Gene Kelly, god bless him, has the chiselled smile of a man who only half-remembers the fact he made Singin’ in the Rain. It’s hard to believe he still exudes such charm in a film as stiff and lifeless as this, but he lends McGuire regretful pathos, even as he’s forced to play an invisible clarinet – in an empty room – with an exuberance bordering on insanity. This scene leads to one of the sweetest moments, where Kelly and Newton-John tap dance during a duet.
It’s one of the few dance sequences that we can actually bloody see. Kenny Ortega and Jerry Trent’s choreography – though often cluttered with too many distracting peripheral dancers – is fine in itself; the problem is with Victor Kemper’s camerawork. Many shots are filmed in close-ups or mid-distance, meaning we can’t see the performers’ full movements. When we do see them, the editing is so lopsided and awkward we’re thrown for a loop. The dancing is too elaborate and large-scale for its own good, buckling under the weight of having too many performers.
Take the scene where Malone and McGuire visit the derelict site for the Xanadu club. Malone monotones, “It’s the Eighties!”, and for once we agree as ELO starts playing in front of him, conjured from the neon recesses of his psyche. McGuire, meanwhile, imagines a lavish, 40s-inflected doo-wop extravaganza. The purpose of this sequence is to illustrate the generational gap between Malone and McGuire and their eventual converging into what will become Xanadu, but the dancing is so chaotic there’s nothing to focus on.
The same goes for the ending, which depicts Xanadu as something eerily close to a roller-skating cult, populated entirely by pop-culture stereotypes (bootleggers, wartime, yuppies) screaming “Xanadu!” and crossing their arms like a fascist salute. We wonder what purpose these dances and the songs attached to them serve, but then we realise they don’t serve a purpose – they’re wasting our time until the credits roll. When Newton-John appears for a climactic medley of wardrobe changes, we just want the damn thing to end.
They do manage to squeeze in a non-sequitur animated scene, directed by Don Bluth of Anastasia and Land Before Time fame (one he would later recycle for Thumbelina). It’s a gorgeous, fluidly animated breath of fresh air from the stiff dialogue and indulgent dancing that peppers the rest of the film.
The soundtrack is the only other credible success, which is encouraging for a musical. Headed up by ELO and Newton-John, the album was a huge double-platinum hit, much unlike the film it was attached to. It’s a collection of ELO disco bombast and Newton-John balladeering – the best of both worlds – that lose much of their dazzle in the film. Newton-John’s tracks are especially under-served, with most of them being delivered through voice-over while she either roller-skates or stands around.

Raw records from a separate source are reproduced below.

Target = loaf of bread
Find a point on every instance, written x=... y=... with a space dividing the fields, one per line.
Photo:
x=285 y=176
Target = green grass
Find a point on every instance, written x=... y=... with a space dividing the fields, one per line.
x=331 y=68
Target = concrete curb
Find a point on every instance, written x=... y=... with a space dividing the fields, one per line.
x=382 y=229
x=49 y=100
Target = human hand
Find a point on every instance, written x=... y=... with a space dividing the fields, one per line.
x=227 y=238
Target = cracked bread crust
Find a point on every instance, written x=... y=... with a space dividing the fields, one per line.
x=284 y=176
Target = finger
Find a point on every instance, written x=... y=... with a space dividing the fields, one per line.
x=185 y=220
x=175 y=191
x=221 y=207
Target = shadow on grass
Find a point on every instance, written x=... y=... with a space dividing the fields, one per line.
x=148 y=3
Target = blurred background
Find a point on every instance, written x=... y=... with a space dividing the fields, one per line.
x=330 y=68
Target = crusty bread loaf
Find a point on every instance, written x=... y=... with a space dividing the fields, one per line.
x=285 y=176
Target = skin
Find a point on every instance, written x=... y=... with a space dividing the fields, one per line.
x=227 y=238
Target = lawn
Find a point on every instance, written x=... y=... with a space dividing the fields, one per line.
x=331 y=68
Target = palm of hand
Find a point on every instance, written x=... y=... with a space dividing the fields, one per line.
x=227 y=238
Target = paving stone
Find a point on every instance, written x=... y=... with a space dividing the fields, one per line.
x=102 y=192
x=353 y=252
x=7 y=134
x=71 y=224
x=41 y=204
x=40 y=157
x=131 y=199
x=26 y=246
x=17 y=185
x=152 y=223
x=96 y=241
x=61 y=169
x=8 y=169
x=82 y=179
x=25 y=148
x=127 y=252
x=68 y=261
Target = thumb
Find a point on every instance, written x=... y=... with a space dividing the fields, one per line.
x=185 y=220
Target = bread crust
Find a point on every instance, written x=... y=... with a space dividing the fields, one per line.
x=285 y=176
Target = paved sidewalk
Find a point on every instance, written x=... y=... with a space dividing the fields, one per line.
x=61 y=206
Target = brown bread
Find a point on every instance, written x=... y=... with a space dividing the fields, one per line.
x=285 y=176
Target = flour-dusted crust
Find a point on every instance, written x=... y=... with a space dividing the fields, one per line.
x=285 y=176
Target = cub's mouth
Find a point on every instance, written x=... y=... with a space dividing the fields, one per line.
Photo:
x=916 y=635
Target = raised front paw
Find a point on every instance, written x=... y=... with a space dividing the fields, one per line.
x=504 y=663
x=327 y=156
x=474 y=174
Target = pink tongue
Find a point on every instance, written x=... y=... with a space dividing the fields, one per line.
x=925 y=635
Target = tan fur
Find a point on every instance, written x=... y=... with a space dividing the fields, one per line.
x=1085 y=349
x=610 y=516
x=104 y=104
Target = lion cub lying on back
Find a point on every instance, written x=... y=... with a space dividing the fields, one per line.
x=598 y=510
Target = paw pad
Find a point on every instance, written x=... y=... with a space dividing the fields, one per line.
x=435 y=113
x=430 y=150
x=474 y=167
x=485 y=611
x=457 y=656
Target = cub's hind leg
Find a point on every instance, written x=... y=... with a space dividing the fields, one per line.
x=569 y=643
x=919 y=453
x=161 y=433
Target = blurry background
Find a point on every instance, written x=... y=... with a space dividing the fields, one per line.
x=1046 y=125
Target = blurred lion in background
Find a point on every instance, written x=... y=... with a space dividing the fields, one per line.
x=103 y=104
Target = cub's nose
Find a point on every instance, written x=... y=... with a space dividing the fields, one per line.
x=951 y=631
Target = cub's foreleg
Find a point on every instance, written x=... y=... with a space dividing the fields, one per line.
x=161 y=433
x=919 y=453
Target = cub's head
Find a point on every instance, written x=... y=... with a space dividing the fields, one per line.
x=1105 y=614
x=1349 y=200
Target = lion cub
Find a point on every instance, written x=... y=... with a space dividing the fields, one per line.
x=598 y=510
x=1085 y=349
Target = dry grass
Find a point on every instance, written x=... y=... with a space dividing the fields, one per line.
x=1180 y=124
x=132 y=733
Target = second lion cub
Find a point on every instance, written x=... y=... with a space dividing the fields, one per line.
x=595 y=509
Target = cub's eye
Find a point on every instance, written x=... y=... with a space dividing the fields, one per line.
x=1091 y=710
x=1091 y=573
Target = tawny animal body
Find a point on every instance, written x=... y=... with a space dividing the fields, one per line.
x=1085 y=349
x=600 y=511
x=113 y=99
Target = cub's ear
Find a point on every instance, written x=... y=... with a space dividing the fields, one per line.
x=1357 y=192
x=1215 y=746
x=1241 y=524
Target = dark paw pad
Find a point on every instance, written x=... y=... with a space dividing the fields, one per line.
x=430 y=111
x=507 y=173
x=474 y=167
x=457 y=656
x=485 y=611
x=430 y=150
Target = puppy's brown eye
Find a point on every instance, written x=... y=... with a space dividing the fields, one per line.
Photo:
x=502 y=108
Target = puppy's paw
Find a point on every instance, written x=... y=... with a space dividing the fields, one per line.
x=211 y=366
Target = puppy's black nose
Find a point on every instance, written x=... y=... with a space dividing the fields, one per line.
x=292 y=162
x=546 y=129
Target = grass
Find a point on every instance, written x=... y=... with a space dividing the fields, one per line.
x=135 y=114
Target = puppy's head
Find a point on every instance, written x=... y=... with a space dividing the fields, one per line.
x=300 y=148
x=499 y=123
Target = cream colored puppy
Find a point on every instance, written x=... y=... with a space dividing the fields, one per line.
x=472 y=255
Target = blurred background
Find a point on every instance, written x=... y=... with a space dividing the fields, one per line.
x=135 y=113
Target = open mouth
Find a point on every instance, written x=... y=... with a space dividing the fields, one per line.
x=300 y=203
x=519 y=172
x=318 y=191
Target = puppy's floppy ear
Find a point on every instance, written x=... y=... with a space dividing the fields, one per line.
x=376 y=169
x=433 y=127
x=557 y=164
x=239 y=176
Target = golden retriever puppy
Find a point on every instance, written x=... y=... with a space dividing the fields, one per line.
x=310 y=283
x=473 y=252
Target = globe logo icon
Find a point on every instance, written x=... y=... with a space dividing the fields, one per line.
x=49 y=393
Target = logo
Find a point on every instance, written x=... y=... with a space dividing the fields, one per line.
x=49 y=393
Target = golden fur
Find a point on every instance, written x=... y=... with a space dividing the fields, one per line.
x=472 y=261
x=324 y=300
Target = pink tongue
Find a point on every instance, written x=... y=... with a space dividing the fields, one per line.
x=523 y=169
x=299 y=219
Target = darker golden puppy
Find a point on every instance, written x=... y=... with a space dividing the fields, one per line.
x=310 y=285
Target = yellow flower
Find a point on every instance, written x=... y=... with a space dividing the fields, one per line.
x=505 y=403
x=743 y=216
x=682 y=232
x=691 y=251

If nothing else, Xanadu is simply faboo. It’s all sparkly cheese and neon tapers, a harmless camp vision that resulted in a Broadway musical that, apparently, wasn’t awful. For all its epileptic-unfriendly special effects, horrendous screen transitions and legwarmer-led ensembles, it’s a harmlessly earnest film that, if nothing else, served as the catalyst for the creation of the Razzie Awards (for better or worse). “Tuesday’s Wednesday,” after all.